Adriana resolveu procurar a reportagem do site para que os crimes cometidos pelo ex-namorado não fiquem impunes e também como forma de incentivar outras mulheres que passam pela mesma situação a também procurarem ajuda. A entrevista foi concedida através de ligação telefônica, na qual a mulher contou tudo o que aconteceu.
Segundo Adriana, seu relacionamento com Anilton durou cerca de dois anos e meio, período em que houveram outras agressões como empurrões, puxões, ataques de fúria, mas nada comparado com o que aconteceu na tarde de ontem, 11 de abril. A mulher contou que o ex-namorado não aceitava o término e não se contentava com o fato de que ela já estava em outro relacionamento, mas disse que, mesmo assim, os dois mantinham um relacionamento de amizade.
No início da tarde de ontem, Anilton a chamou para ir em sua residência comer um peixe frito. Adriana disse que aceitou o convite justamente porque acreditava que os dois estavam conseguindo manter uma amizade, mas percebeu que ele estava alterado assim que chegou na residência, por volta das 15 horas.
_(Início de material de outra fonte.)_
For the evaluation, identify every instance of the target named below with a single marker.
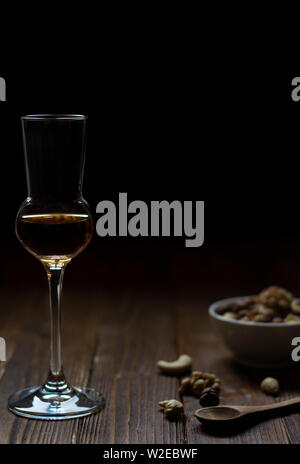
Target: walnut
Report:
(173, 409)
(270, 386)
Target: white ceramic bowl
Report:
(256, 344)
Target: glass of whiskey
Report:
(54, 224)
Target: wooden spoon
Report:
(230, 414)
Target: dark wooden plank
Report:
(239, 385)
(112, 342)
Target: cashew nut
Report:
(177, 368)
(172, 408)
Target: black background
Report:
(176, 112)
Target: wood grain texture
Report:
(112, 343)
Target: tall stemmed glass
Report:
(54, 224)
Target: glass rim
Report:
(45, 117)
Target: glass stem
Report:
(56, 380)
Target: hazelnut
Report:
(230, 316)
(275, 297)
(216, 387)
(296, 306)
(292, 318)
(209, 398)
(243, 313)
(195, 376)
(270, 386)
(199, 386)
(185, 385)
(262, 318)
(173, 409)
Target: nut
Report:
(275, 297)
(209, 398)
(216, 387)
(185, 386)
(296, 306)
(230, 316)
(277, 319)
(292, 318)
(198, 386)
(270, 386)
(173, 409)
(262, 318)
(177, 368)
(198, 382)
(196, 375)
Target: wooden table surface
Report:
(112, 341)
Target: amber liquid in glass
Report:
(59, 236)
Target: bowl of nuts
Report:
(259, 329)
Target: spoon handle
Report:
(269, 407)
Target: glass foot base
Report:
(39, 403)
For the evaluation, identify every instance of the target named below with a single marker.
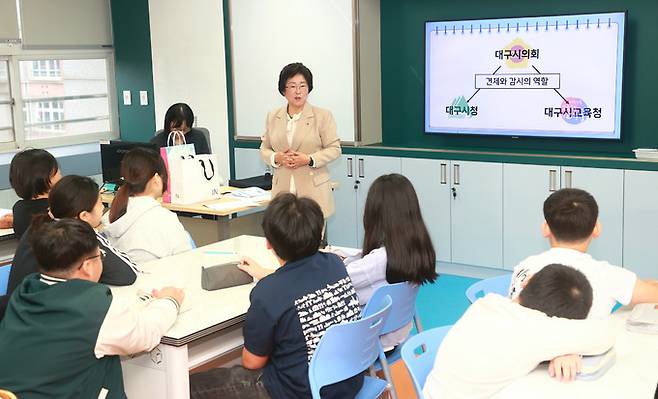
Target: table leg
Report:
(223, 227)
(161, 373)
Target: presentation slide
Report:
(558, 76)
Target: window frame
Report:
(15, 55)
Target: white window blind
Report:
(65, 23)
(8, 22)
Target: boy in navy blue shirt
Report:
(291, 308)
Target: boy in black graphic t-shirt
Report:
(290, 310)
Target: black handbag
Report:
(223, 276)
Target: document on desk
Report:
(253, 194)
(229, 206)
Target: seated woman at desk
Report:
(180, 118)
(138, 224)
(73, 197)
(31, 174)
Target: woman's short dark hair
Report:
(138, 166)
(73, 195)
(293, 226)
(558, 291)
(60, 245)
(30, 172)
(392, 219)
(571, 214)
(291, 70)
(178, 113)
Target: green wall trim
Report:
(536, 158)
(403, 71)
(134, 68)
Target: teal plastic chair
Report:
(403, 311)
(346, 350)
(4, 278)
(498, 285)
(419, 352)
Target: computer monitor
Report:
(111, 155)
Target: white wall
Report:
(187, 47)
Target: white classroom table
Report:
(633, 376)
(209, 329)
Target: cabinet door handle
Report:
(552, 180)
(568, 177)
(444, 173)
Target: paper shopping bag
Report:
(172, 151)
(195, 178)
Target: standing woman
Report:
(180, 118)
(300, 140)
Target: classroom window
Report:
(6, 121)
(45, 69)
(65, 98)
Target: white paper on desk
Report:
(254, 194)
(228, 206)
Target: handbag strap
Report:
(171, 137)
(205, 172)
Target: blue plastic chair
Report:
(4, 278)
(419, 352)
(402, 313)
(498, 285)
(346, 350)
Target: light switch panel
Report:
(143, 97)
(127, 98)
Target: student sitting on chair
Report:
(139, 225)
(396, 245)
(290, 310)
(63, 332)
(180, 118)
(74, 197)
(499, 339)
(31, 174)
(571, 225)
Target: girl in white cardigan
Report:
(396, 244)
(139, 225)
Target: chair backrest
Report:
(403, 310)
(6, 394)
(206, 134)
(346, 350)
(498, 285)
(4, 278)
(419, 352)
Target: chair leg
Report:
(387, 373)
(419, 326)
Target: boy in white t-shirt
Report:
(499, 339)
(571, 224)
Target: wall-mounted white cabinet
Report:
(477, 213)
(431, 180)
(490, 214)
(354, 175)
(607, 187)
(525, 187)
(248, 163)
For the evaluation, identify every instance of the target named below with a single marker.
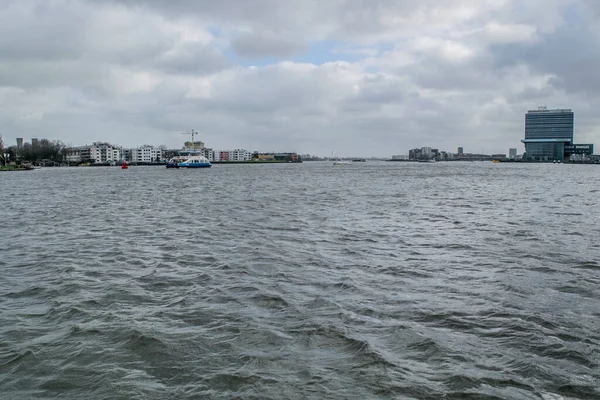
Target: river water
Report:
(301, 281)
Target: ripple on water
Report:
(382, 280)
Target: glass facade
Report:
(549, 124)
(545, 151)
(547, 132)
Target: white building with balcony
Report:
(146, 154)
(105, 153)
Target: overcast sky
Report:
(356, 77)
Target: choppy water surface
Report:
(376, 280)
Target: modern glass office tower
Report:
(547, 132)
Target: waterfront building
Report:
(76, 155)
(209, 154)
(547, 132)
(414, 154)
(101, 153)
(146, 154)
(194, 145)
(240, 155)
(426, 153)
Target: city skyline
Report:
(371, 78)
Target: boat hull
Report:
(194, 165)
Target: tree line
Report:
(44, 149)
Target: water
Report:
(369, 281)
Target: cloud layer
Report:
(358, 77)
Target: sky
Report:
(352, 77)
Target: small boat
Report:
(342, 162)
(195, 162)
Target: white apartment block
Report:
(105, 153)
(146, 154)
(239, 155)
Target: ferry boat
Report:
(189, 161)
(342, 162)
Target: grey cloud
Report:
(266, 44)
(193, 59)
(122, 72)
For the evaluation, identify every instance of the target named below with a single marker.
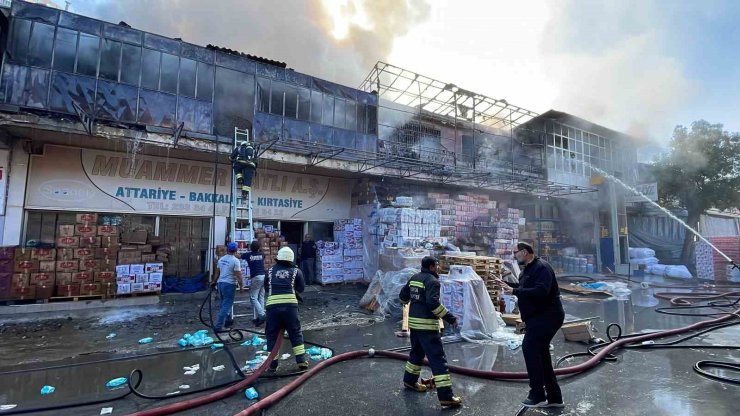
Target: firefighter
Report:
(422, 290)
(244, 161)
(283, 283)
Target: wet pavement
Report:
(640, 382)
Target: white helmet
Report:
(286, 254)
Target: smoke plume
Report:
(298, 32)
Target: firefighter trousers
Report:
(429, 344)
(286, 317)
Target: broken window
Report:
(168, 80)
(67, 89)
(304, 104)
(291, 101)
(40, 45)
(205, 81)
(263, 95)
(233, 103)
(65, 50)
(276, 102)
(25, 86)
(116, 102)
(157, 109)
(187, 77)
(339, 110)
(110, 57)
(316, 106)
(150, 69)
(130, 64)
(87, 56)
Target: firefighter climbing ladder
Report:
(241, 210)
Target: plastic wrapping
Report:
(391, 284)
(464, 294)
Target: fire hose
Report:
(490, 375)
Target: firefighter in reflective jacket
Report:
(244, 161)
(422, 291)
(283, 283)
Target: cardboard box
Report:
(155, 277)
(68, 290)
(7, 265)
(107, 230)
(110, 241)
(93, 242)
(87, 218)
(104, 277)
(47, 266)
(43, 279)
(65, 254)
(68, 242)
(134, 237)
(577, 331)
(128, 257)
(26, 266)
(107, 265)
(23, 292)
(108, 288)
(91, 265)
(44, 254)
(20, 279)
(68, 266)
(63, 279)
(84, 253)
(86, 230)
(123, 288)
(44, 291)
(137, 269)
(66, 231)
(82, 277)
(106, 253)
(89, 289)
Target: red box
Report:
(86, 230)
(43, 279)
(68, 242)
(82, 277)
(68, 290)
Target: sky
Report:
(637, 66)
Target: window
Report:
(187, 77)
(65, 49)
(263, 95)
(291, 101)
(168, 80)
(40, 46)
(316, 106)
(205, 82)
(339, 112)
(276, 102)
(87, 56)
(150, 69)
(350, 122)
(110, 57)
(130, 64)
(304, 104)
(18, 49)
(328, 104)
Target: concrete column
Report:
(17, 174)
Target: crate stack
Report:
(488, 268)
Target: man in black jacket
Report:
(543, 315)
(422, 290)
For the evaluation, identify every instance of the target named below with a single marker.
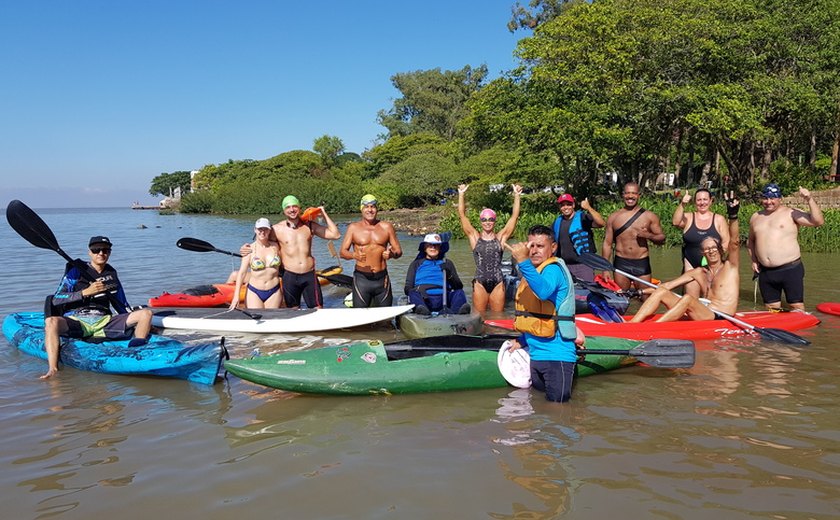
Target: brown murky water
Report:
(752, 431)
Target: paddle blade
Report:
(665, 353)
(194, 244)
(782, 336)
(29, 225)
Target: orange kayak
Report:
(685, 329)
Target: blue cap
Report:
(771, 191)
Então, ela saiu da casa e foi embora. Anilton a seguiu e, na esquina da residência, a abordou e a arrastou para dentro de casa novamente. Começava, então, o sofrimento da mulher.
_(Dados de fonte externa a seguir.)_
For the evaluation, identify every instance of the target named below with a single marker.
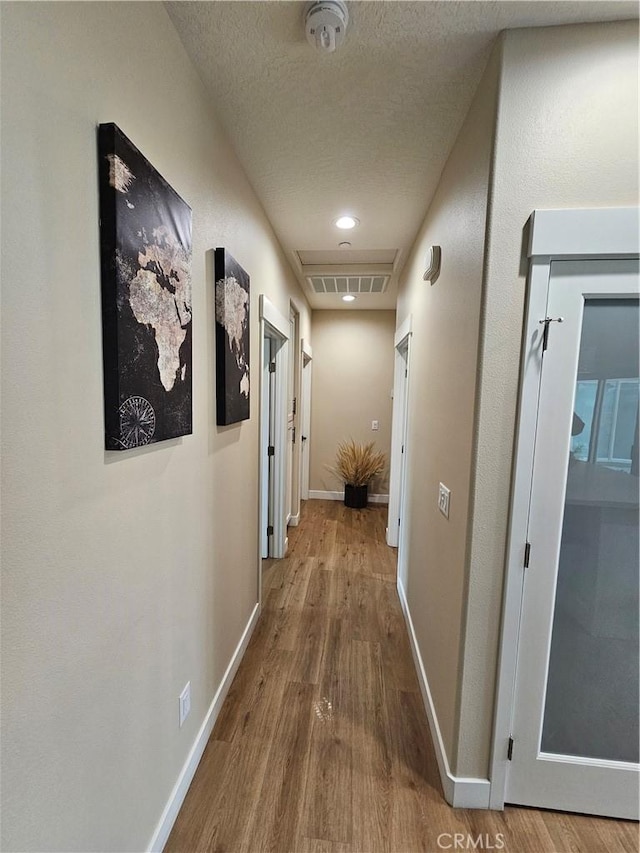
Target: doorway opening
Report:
(274, 369)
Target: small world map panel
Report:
(232, 340)
(145, 247)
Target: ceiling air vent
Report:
(348, 284)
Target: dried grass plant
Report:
(357, 464)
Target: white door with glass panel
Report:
(575, 712)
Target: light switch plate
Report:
(185, 703)
(443, 499)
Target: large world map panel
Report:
(145, 243)
(232, 339)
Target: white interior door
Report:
(292, 404)
(575, 711)
(266, 433)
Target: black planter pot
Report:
(355, 496)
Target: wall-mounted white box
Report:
(185, 703)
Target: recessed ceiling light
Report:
(346, 222)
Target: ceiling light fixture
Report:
(325, 23)
(346, 222)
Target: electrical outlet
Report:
(185, 703)
(443, 500)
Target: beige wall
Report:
(566, 135)
(352, 381)
(567, 138)
(124, 575)
(445, 319)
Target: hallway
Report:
(322, 743)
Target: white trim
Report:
(179, 792)
(595, 233)
(316, 495)
(403, 330)
(276, 327)
(554, 235)
(270, 313)
(399, 420)
(459, 791)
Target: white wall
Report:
(445, 321)
(564, 134)
(123, 575)
(353, 360)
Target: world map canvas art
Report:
(232, 339)
(145, 243)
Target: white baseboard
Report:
(170, 813)
(339, 496)
(460, 792)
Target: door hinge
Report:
(545, 334)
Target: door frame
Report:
(399, 420)
(293, 401)
(306, 379)
(275, 326)
(594, 234)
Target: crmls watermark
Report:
(466, 841)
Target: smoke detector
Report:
(325, 23)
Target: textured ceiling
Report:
(365, 130)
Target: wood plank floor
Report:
(322, 744)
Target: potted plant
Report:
(356, 465)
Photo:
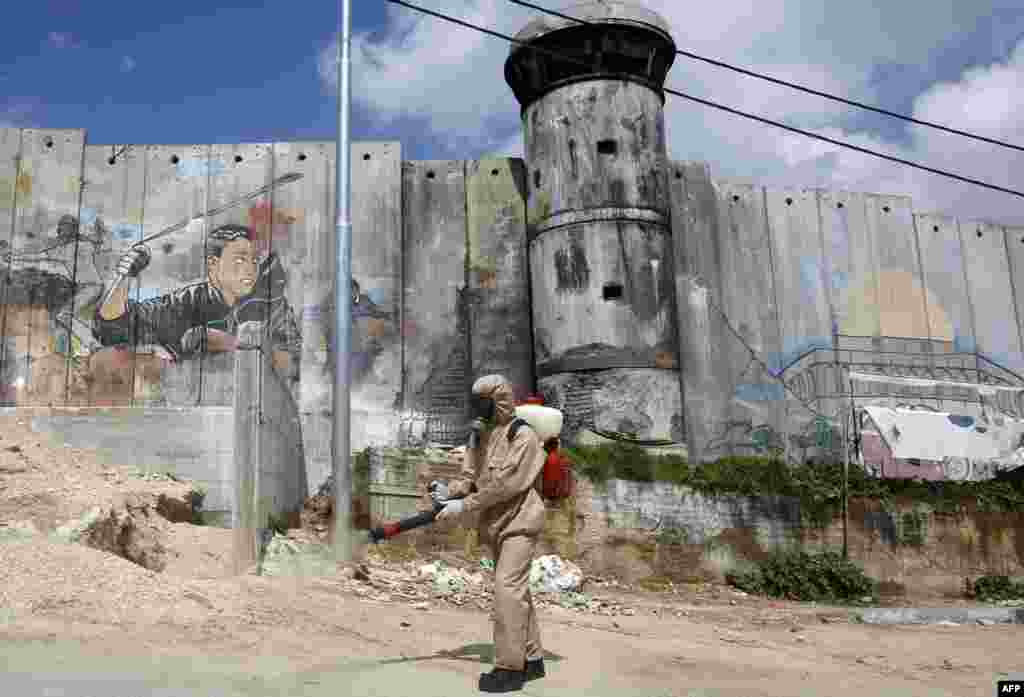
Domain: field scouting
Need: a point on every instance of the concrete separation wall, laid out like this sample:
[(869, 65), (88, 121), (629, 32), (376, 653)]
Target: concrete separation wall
[(442, 290)]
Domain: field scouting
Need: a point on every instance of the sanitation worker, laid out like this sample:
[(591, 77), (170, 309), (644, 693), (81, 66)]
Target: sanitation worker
[(500, 479)]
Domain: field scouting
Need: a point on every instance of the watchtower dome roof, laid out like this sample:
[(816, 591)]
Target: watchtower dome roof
[(612, 40), (594, 11)]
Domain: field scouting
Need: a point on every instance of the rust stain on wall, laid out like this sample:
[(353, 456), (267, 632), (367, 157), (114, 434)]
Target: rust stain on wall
[(571, 267), (23, 186)]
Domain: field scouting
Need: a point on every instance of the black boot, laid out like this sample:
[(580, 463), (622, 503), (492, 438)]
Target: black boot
[(501, 680)]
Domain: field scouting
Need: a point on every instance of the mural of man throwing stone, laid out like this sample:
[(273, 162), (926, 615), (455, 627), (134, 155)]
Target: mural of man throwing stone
[(205, 316)]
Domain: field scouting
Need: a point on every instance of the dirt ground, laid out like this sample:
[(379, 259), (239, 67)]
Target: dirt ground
[(143, 589)]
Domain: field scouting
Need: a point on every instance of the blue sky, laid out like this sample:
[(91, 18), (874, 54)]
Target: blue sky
[(230, 72)]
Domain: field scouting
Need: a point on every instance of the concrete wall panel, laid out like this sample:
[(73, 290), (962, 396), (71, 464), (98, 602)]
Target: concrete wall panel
[(112, 220), (949, 317), (696, 263), (901, 294), (852, 268), (302, 220), (800, 271), (244, 273), (42, 266), (1015, 252), (165, 318), (747, 264), (991, 293), (501, 338), (377, 268), (435, 360), (805, 318), (10, 147), (645, 403)]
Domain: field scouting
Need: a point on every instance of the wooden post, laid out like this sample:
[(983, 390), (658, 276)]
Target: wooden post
[(248, 374)]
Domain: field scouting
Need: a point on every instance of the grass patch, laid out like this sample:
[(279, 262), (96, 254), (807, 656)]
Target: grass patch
[(818, 486), (990, 589), (795, 574)]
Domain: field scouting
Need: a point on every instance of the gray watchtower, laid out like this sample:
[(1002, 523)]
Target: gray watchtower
[(605, 342)]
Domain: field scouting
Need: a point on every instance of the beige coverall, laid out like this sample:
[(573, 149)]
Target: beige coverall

“Cheguei a fazer xixi na roupa quase morrendo”
Ainda segundo o relato de Adriana, já no interior da residência, o ex-namorado a jogou de costas contra uma caixa de madeira, sendo esta a primeira agressão. Logo na sequência, Anilton a jogou no chão e, neste momento, Adriana conta que ficou tonta e perdeu a consciência por alguns instantes, recobrando-a já deitada na cama, quando então começou a gritar por socorro.
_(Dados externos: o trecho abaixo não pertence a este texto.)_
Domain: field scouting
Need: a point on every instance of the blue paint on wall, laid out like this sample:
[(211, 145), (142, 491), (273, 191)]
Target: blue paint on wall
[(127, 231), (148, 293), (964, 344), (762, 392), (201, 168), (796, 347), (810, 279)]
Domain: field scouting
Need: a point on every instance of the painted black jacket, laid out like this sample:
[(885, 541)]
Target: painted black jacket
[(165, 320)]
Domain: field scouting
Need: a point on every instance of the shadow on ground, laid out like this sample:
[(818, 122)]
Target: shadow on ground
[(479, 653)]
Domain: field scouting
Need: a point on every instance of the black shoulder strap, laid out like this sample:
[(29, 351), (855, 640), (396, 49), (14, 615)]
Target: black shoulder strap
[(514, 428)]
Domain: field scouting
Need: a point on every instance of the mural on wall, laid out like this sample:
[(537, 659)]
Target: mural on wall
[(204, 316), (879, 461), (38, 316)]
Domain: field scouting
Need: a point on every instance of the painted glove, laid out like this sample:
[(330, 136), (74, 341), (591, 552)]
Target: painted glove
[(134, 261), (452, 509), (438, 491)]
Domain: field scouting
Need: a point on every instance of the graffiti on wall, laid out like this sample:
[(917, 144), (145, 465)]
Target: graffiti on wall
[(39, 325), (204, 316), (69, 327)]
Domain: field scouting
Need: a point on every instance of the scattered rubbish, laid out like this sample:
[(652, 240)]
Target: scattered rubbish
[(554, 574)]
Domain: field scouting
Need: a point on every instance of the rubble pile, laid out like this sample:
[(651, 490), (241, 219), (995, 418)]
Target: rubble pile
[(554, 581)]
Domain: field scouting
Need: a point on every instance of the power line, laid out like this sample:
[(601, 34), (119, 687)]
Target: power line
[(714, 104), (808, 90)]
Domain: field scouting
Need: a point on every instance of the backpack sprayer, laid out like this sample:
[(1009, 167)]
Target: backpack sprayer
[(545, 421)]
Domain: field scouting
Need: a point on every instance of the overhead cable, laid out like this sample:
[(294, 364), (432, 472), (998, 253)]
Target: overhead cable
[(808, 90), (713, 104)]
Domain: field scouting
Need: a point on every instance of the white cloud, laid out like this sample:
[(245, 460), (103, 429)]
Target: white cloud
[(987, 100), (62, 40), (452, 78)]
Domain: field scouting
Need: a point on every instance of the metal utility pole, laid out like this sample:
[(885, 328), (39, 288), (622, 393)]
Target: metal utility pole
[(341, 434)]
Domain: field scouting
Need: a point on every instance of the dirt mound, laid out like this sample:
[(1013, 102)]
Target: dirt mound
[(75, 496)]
Adriana seguiu seu relato dizendo que Anilton partiu para cima dela na cama e começou a tentar fazê-la calar. Neste momento, a mulher tinha certeza que o pior aconteceria, segundo contou para o JP Agora bastante emocionada.
“Ele me levou para a cama e eu comecei a gritar por socorro. Neste momento, ele abria minha boca com uma mão e colocava o travesseiro dentro com a outra. Viu que eu não calava, me enforcou com o travesseiro, cheguei a fazer xixi na roupa quase morrendo, ele tirou o travesseiro e me enforcou com as duas mãos no pescoço, depois ele começou a tampar minha boca. Eu mordia os dedos dele para conseguir gritar por socorro.”
A mulher contou, ainda, que tentou passar um código para um mototaxista clamando por socorro, mas não obteve êxito. Ela permaneceu na casa até as 18 horas até que conseguiu fugir aproveitando que Anilton foi até o banheiro para ligar para o atual namorado dela para tentar fazer ciúmes. Foram momentos de tensão e várias quadras percorridas a pé, até que ela encontrou um conhecido, que a ajudou a chamar a Polícia Militar.
Adriana contou, por fim, que foi socorrida pela PM até a UPA, onde recebeu os atendimentos necessários. O médico de plantão atestou a presença de hematomas na região dos lábios, escoriações no hemitórax esquerdo e na região cervical anterior. Anilton não foi encontrado pelos policiais para ser preso em flagrante e não foi encontrado para prestar suas declarações até o fechamento desta reportagem.
Passado o susto, a mulher já sente os traumas das agressões e clama por justiça.
“Ainda não acredito que eu estou viva. Nunca pensei que passaria por isso. Ele é bastante conhecido na cidade e não quero que nenhuma mulher passe pelo que eu passei e quero que saibam quem ele realmente é porque eu já tinha separado dele há mais de 4 meses, já estava namorando outra pessoa, nunca esperava que ele fosse fazer uma coisa dessa. Estou com muito medo porque a irmã dele me disse que se ele falou que vai me matar, a chance disso se concretizar é muito grande.”
O JP Agora seguirá acompanhando o caso. Se você é vítima de qualquer tipo de violência doméstica, não hesite em buscar ajuda. Chame a polícia através do 190 ou ligue 180 (Central de Atendimento à Mulher). Não se cale!